The woman who could only be Mrs. Benny sat in an orange plaid armchair wearing head-to-toe Chanel. Her glossy blonde hair hung in perfect waves over her straight shoulders. The irises of her eyes glowed bright red as she tracked my every move. Her husband sat on the arm of the chair. To their right, Kohaku and Reiko held hands on a threadbare gray sofa. Marcie stood, cross-armed and scowling. And the husband-killer, Fenssa, sat cross-legged on the center cushion of another sofa.

"So, Agent Nowicki," Benny said. "As you've requested, the entire household has dropped everything at your whim and gathered in the basement. Now, can we know the reason for this absurdity?"

I glanced at my watch. 10:02.

"Are we keeping you?" Nadine Benny asked in a silky smooth voice.

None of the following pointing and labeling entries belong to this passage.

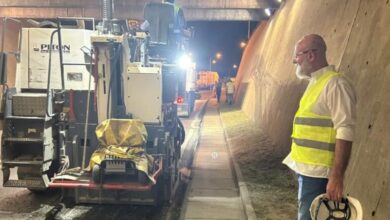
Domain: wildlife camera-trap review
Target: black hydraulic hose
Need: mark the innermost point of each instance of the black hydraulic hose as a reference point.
(60, 53)
(49, 75)
(182, 131)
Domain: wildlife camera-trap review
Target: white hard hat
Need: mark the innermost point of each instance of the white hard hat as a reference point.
(348, 209)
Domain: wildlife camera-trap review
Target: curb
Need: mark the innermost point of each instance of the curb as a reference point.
(244, 192)
(188, 187)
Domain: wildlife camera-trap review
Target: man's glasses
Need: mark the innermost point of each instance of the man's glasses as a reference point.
(304, 52)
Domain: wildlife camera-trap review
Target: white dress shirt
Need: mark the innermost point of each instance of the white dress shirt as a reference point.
(337, 99)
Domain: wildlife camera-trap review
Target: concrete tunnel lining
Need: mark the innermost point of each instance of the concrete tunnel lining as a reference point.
(358, 44)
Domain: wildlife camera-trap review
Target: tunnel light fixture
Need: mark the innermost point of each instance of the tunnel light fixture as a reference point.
(185, 61)
(268, 12)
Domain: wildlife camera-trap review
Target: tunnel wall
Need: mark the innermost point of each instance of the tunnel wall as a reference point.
(358, 37)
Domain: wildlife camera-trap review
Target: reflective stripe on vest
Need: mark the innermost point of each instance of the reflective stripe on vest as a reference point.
(313, 135)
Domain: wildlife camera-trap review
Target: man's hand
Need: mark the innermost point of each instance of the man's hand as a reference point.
(334, 189)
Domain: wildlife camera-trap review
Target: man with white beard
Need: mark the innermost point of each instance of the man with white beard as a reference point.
(323, 127)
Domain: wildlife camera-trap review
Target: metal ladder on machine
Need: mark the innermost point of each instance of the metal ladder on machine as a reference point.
(34, 135)
(23, 144)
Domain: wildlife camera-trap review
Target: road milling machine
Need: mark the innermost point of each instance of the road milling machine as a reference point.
(106, 96)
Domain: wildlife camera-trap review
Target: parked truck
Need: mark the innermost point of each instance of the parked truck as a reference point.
(206, 79)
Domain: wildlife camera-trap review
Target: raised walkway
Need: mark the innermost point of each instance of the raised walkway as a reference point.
(213, 192)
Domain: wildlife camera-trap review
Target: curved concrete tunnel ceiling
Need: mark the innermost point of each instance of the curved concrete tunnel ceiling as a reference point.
(194, 10)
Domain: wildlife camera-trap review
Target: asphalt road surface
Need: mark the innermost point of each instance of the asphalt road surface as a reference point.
(20, 203)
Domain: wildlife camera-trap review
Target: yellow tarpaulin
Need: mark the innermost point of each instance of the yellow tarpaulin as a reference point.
(124, 139)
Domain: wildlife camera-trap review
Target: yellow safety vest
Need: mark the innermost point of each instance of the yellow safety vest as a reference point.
(313, 136)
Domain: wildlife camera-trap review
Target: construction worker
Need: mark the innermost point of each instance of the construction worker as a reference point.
(323, 127)
(229, 91)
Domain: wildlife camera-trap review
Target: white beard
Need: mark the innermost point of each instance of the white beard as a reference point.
(300, 74)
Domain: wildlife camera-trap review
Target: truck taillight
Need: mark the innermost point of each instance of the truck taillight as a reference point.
(179, 100)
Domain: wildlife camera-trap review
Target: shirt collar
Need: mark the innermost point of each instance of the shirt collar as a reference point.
(317, 74)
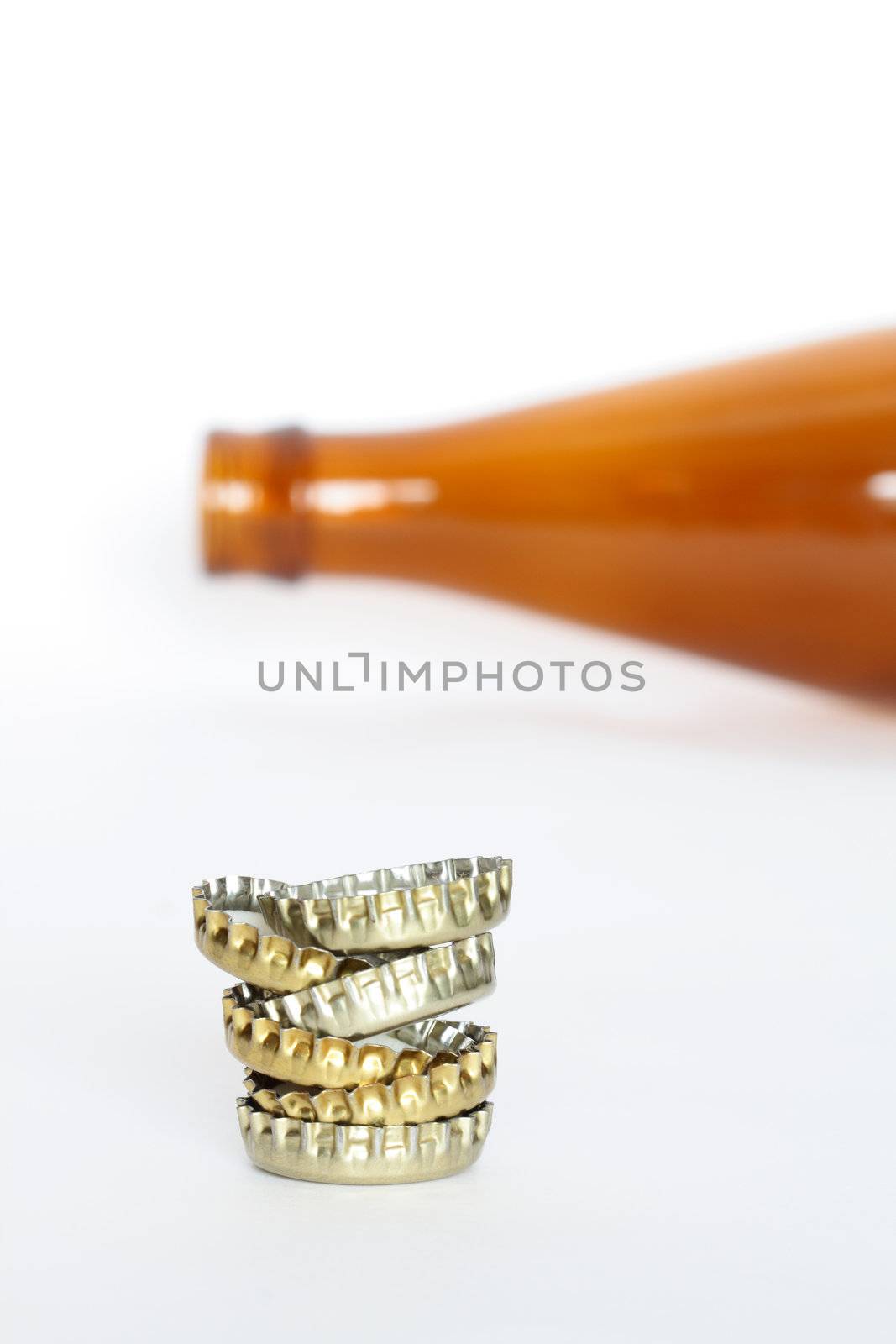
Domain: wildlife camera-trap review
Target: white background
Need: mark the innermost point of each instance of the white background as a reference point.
(360, 215)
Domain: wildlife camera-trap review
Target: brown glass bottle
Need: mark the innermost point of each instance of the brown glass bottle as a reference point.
(746, 512)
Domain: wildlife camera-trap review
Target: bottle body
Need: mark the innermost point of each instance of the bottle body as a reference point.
(747, 512)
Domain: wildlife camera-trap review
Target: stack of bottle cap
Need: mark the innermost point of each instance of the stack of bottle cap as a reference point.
(352, 1072)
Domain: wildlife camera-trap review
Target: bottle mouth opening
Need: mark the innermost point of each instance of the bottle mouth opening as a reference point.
(251, 503)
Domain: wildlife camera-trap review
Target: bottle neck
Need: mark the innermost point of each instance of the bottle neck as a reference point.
(288, 503)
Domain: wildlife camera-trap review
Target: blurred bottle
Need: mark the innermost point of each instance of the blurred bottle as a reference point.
(746, 512)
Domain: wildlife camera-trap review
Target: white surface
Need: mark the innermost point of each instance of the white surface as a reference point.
(365, 215)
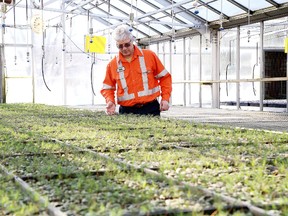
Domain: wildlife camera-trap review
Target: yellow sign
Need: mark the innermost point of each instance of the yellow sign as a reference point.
(286, 45)
(95, 45)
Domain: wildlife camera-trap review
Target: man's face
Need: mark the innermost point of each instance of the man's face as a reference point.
(125, 47)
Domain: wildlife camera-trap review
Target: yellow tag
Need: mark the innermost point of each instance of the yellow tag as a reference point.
(286, 45)
(96, 45)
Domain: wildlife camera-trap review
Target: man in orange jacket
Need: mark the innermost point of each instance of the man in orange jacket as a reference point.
(138, 75)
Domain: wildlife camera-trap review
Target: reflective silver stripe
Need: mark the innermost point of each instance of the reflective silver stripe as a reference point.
(149, 92)
(123, 82)
(107, 87)
(144, 71)
(146, 91)
(126, 97)
(161, 74)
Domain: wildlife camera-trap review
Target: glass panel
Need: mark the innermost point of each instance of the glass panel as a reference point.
(281, 1)
(254, 5)
(227, 8)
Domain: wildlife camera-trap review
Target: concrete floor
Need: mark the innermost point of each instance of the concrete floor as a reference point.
(263, 120)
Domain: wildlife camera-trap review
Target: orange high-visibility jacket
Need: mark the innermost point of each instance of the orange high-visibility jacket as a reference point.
(139, 81)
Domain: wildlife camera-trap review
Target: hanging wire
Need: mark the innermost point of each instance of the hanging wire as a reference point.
(14, 25)
(43, 49)
(207, 25)
(109, 30)
(248, 18)
(71, 23)
(91, 74)
(27, 34)
(221, 17)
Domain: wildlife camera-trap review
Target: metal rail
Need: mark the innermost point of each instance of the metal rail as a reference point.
(254, 209)
(51, 210)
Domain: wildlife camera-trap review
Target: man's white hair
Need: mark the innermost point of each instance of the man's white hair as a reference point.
(122, 33)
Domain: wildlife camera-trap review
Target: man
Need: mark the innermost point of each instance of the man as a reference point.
(138, 75)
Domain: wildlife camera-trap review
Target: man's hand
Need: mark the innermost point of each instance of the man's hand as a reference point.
(110, 108)
(164, 105)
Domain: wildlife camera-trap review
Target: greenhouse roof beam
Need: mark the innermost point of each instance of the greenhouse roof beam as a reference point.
(273, 3)
(168, 6)
(240, 6)
(258, 16)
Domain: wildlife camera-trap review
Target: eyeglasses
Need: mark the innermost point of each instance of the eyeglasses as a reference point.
(126, 45)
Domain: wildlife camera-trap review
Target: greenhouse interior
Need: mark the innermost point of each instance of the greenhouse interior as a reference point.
(219, 145)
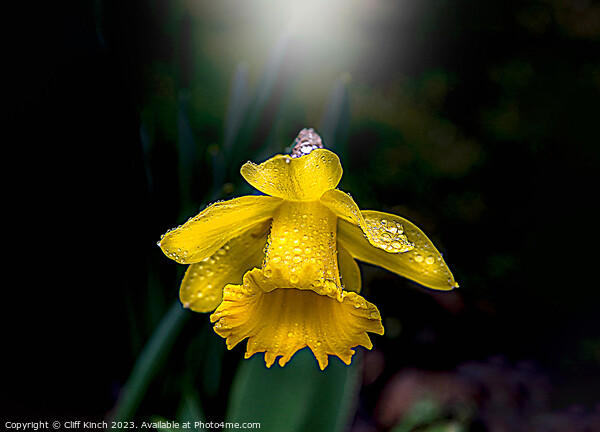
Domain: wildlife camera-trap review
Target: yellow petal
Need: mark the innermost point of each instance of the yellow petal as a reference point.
(201, 236)
(302, 248)
(203, 283)
(304, 178)
(390, 237)
(423, 264)
(281, 321)
(349, 270)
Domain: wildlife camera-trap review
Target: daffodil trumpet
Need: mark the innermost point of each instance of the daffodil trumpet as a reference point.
(280, 269)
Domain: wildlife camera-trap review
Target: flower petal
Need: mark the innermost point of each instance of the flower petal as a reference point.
(389, 238)
(349, 270)
(203, 283)
(304, 178)
(423, 264)
(280, 322)
(201, 236)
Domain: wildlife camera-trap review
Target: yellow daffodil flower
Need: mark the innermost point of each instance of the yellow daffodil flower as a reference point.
(280, 269)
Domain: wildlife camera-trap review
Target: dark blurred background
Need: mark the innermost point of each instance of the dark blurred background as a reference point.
(475, 120)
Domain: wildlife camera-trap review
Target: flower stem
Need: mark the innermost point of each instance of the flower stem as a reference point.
(149, 362)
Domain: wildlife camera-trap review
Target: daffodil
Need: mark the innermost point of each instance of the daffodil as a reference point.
(280, 268)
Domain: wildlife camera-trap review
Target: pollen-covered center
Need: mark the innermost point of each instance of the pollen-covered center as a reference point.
(301, 250)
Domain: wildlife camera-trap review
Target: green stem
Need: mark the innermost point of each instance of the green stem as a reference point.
(149, 362)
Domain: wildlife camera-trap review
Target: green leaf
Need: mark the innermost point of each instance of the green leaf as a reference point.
(298, 397)
(149, 362)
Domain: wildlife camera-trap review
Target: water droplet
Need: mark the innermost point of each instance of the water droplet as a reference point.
(268, 272)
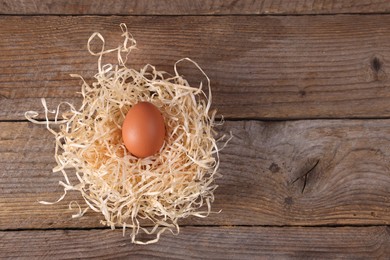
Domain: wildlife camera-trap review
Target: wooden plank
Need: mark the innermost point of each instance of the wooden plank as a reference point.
(204, 243)
(187, 7)
(316, 172)
(261, 67)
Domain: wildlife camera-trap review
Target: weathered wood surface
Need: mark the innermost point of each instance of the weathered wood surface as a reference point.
(188, 7)
(280, 67)
(204, 243)
(267, 178)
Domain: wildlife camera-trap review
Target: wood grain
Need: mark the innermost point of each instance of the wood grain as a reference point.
(188, 7)
(308, 172)
(203, 243)
(261, 67)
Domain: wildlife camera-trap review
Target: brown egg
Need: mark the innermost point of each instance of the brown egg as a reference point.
(143, 130)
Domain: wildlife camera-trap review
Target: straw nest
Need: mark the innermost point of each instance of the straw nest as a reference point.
(150, 194)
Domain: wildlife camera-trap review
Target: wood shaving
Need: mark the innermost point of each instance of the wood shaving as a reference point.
(150, 194)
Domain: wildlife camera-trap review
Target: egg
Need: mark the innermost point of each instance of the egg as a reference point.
(143, 130)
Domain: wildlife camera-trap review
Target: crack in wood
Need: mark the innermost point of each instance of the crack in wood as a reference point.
(305, 176)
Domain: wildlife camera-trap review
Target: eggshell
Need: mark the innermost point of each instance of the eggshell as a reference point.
(143, 130)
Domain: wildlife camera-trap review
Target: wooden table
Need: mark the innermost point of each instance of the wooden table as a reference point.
(304, 87)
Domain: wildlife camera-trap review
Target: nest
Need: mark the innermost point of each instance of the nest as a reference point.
(150, 194)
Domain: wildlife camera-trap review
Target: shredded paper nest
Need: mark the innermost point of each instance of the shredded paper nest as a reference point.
(148, 194)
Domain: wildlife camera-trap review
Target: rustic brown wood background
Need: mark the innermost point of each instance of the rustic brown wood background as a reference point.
(304, 87)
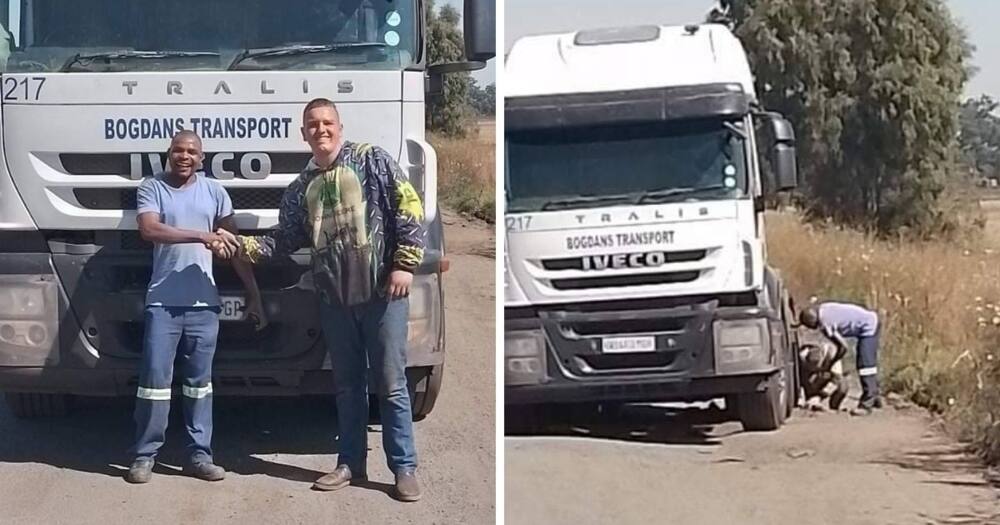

No nausea. Interesting. Maybe because she's a succubus? I need to look that up.

Focus!

I pushed my hands into my pockets and held on tight to the vials of holy water I had stashed there, just to keep them from shaking. "Right. I will tell you why I needed everyone together. I'm going to name the murderer." I was careful not to make eye contact with any of them. I looked at the old TV, and the sagging net on the ping-pong table, at the spiderweb in the corner—anywhere but at the creatures assembled in front of me. "Before I do that, though, I'm going to explain how I determined his... or her identity."